Tierschutz als Zankapfel

Wenn am Freitag der Bundestag in erster Lesung die Änderung des Tierschutzgesetzes beraten wird, könnte es im Parlament hoch hergehen. Seit Monaten schon wabert hinter den Kulissen ein Streit zwischen Union und SPD um den so genannten "Tierschutz-Tüv".

Berlin. Die Partner hatten im Koalitionsvertrag vereinbart, nur noch artgerechte und geprüfte Käfige und Ställe zuzulassen, um dem Tierschutz auf die Sprünge zu helfen. Dem hehren Ziel droht nun ein Verschieben auf die lange Bank. Der "Tierschutz-Tüv" soll gewährleisten, dass der Stallbau auf die Bedürfnisse der Tiere abgestimmt wird und sich nicht allein an den ökonomischen Ansprüchen der Hersteller und Betreiber orientiert. Eine Forderung, die Tierschützer schon lange erheben. Die Einführung des dafür notwendigen, obligatorischen Prüf- und Zulassungsverfahrens ist jedoch zum Zankapfel zwischen den Koalitionären geworden. Die Genossen werfen der Union Blockade vor, weil sie die Rechtsverordnung, die konkret das umsetzt, was das geänderte Tierschutzgesetz bezweckt, verhindere. "Ich erwarte die Solidarität des Koalitionspartners", so der SPD-Tierschutzexperte Wilhelm Priesmeier zu unserer Zeitung. Hintergrund des Streits: Der Bund hat 2006 die Einführung neuer Legehennenkäfige beschlossen, die nur etwas größer sind als die bisherigen. Hatte eine Legehenne bis dato 550 Quadratzentimeter Fläche zur Verfügung, also weniger als ein DIN-A4-Blatt, soll der Platz pro Henne künftig mit bis zu 900 Quadratzentimetern etwa so groß sein wie eineinhalb Blätter. Bis Ende 2008 gilt eine Übergangsfrist. Gegen die Einführung der neuen Hühnerkäfige legte Rheinland-Pfalz Verfassungsklage ein, da sie immer noch nicht artgerecht seien.
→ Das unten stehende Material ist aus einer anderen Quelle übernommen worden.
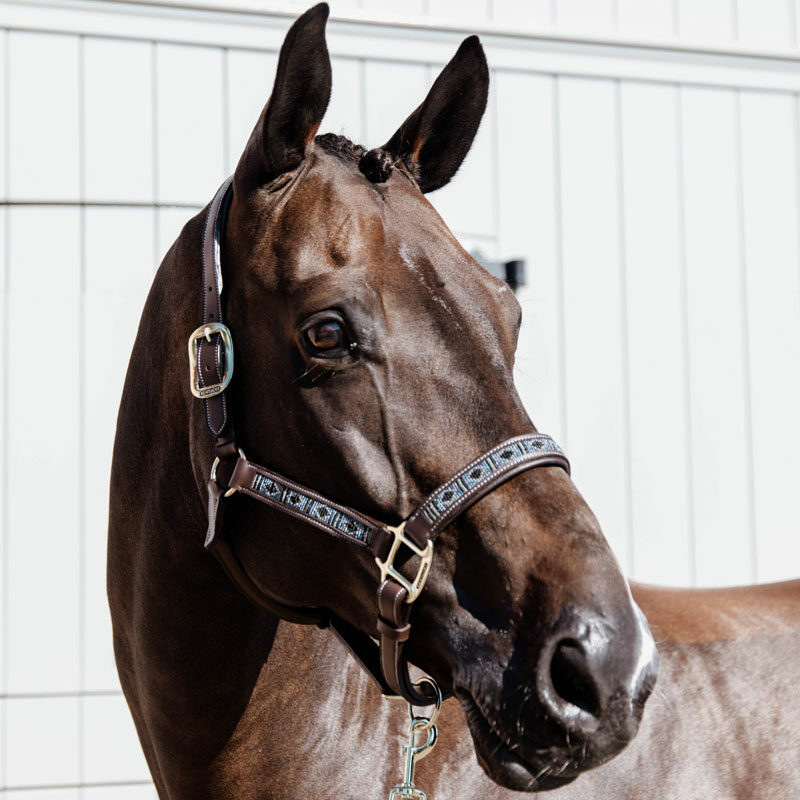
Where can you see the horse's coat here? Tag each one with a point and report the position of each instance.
(525, 616)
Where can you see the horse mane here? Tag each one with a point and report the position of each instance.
(376, 164)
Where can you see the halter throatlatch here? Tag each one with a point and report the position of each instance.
(211, 370)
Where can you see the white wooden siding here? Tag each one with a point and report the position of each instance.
(641, 155)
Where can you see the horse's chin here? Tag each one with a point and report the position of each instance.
(505, 765)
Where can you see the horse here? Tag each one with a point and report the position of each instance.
(374, 360)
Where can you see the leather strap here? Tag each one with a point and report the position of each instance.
(211, 354)
(480, 477)
(385, 661)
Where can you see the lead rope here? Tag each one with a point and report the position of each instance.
(413, 752)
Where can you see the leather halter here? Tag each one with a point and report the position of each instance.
(211, 359)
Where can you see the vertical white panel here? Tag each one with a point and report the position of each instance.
(111, 749)
(191, 161)
(43, 441)
(2, 742)
(595, 397)
(475, 11)
(393, 10)
(706, 21)
(147, 792)
(346, 106)
(527, 13)
(117, 281)
(393, 91)
(529, 230)
(647, 17)
(170, 224)
(719, 429)
(769, 180)
(4, 82)
(765, 23)
(4, 612)
(468, 203)
(42, 741)
(585, 15)
(250, 78)
(43, 116)
(118, 122)
(659, 446)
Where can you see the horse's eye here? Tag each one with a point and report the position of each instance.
(325, 337)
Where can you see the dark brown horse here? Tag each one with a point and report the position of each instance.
(373, 360)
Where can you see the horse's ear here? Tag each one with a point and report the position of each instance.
(434, 140)
(296, 106)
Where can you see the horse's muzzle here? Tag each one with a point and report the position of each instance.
(581, 706)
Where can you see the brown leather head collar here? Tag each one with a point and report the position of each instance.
(211, 369)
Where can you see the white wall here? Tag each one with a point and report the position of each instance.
(641, 155)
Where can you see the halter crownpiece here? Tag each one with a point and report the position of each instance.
(211, 370)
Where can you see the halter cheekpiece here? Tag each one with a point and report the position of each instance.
(211, 370)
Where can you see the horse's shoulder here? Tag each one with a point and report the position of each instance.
(706, 615)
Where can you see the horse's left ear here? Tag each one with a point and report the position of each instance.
(296, 106)
(435, 139)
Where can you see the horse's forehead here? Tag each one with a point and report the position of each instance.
(340, 215)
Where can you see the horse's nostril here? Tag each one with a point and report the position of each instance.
(572, 679)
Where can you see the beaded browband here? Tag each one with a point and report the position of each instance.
(211, 369)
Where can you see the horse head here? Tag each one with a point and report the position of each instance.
(374, 360)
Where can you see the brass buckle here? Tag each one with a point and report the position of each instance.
(206, 332)
(387, 567)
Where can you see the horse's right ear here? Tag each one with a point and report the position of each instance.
(296, 106)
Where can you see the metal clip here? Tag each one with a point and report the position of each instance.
(414, 753)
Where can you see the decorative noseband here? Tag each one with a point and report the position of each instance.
(211, 369)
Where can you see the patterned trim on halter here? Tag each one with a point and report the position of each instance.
(496, 460)
(315, 511)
Solange kein Urteil vorliegt, halten es die Agrarminister der unionsgeführten Länder deshalb für sinnlos, jetzt schon nationale Standards wie einen "Tierschutz-Tüv" für Käfige und später dann Stallungen einzurichten. Sie warnen sogar vor dem Abwandern von Züchtern ins Ausland. Eine Haltung, die sich die Bundestagsfraktion von CDU und CSU zu Eigen gemacht hat. Die vorgeschlagene Änderung des Tierschutzgesetzes will man zwar mittragen, bei der Umsetzung der Rechtsverordnung habe man aber keine Eile, heißt es in der Fraktion. "Damit haben wir zwar ein Gesetz, können es aber nicht umsetzen", beklagt Priesmeier. Die Folge: Der "Tierschutz-Tüv" wird weiter auf sich warten lassen - wenn er denn überhaupt kommt.